Bill Bishop

No. 73, 72
- Positions: Defensive tackle, offensive tackle

Personal information
- Born: May 8, 1931 Borger, Texas, U.S.
- Died: May 14, 1998 (aged 67) Geneva, Illinois, U.S.
- Listed height: 6 ft 4 in (1.93 m)
- Listed weight: 248 lb (112 kg)

Career information
- College: North Texas
- NFL draft: 1952: 8th round, 90th overall pick

Career history
- Chicago Bears (1952–1960); Minnesota Vikings (1961);

Awards and highlights
- Pro Bowl (1954);

Career NFL statistics
- Games played: 117
- Games started: 103
- Fumble recoveries: 14
- Stats at Pro Football Reference

= Bill Bishop (American football) =

American football player (1931–1998)

William Eugene Bishop (May 8, 1931 – May 14, 1998) was an American professional football player who was a defensive lineman for 10 seasons in the National Football League (NFL).
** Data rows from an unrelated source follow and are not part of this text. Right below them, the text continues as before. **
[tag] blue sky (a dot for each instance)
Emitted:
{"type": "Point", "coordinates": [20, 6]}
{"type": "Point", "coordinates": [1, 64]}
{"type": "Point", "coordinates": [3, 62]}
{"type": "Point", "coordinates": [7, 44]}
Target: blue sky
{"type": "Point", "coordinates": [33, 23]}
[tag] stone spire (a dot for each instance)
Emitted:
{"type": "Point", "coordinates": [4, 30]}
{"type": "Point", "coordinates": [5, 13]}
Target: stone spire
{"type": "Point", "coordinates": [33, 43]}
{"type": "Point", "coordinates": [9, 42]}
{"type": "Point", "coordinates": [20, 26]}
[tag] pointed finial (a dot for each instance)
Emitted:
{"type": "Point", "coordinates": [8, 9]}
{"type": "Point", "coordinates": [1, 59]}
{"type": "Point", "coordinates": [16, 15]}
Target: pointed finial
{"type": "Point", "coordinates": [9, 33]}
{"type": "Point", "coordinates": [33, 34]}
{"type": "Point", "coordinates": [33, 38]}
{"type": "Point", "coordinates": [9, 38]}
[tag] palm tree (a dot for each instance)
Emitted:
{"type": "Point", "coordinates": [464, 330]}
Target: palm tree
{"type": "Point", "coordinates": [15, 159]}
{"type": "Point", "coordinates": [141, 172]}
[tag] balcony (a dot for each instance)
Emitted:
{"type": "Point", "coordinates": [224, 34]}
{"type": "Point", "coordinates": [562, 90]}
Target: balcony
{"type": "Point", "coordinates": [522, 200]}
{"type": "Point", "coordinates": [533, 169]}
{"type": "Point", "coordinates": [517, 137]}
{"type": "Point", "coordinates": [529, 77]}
A former United States Air Force member, he played college football for the North Texas State Eagles from 1949 to 1951. Much of his pro career was spent with the Chicago Bears; although he was selected 90th overall in the eighth round by the Pittsburgh Steelers in the 1952 NFL draft, he was traded to Chicago shortly after. He spent nine seasons with the Bears, remaining close with his teammates but frequently clashing with coach George Halas for salary reasons; in 1960, Bishop remarked, "Halas brainwashes you so much you don't want to play with anybody else; it's like playing for the New York Yankees." Bishop later became team captain of the inaugural Minnesota Vikings in 1961.

In the early 1970s, he coached the Winfield Giants Pop Warner team in Winfield, Illinois.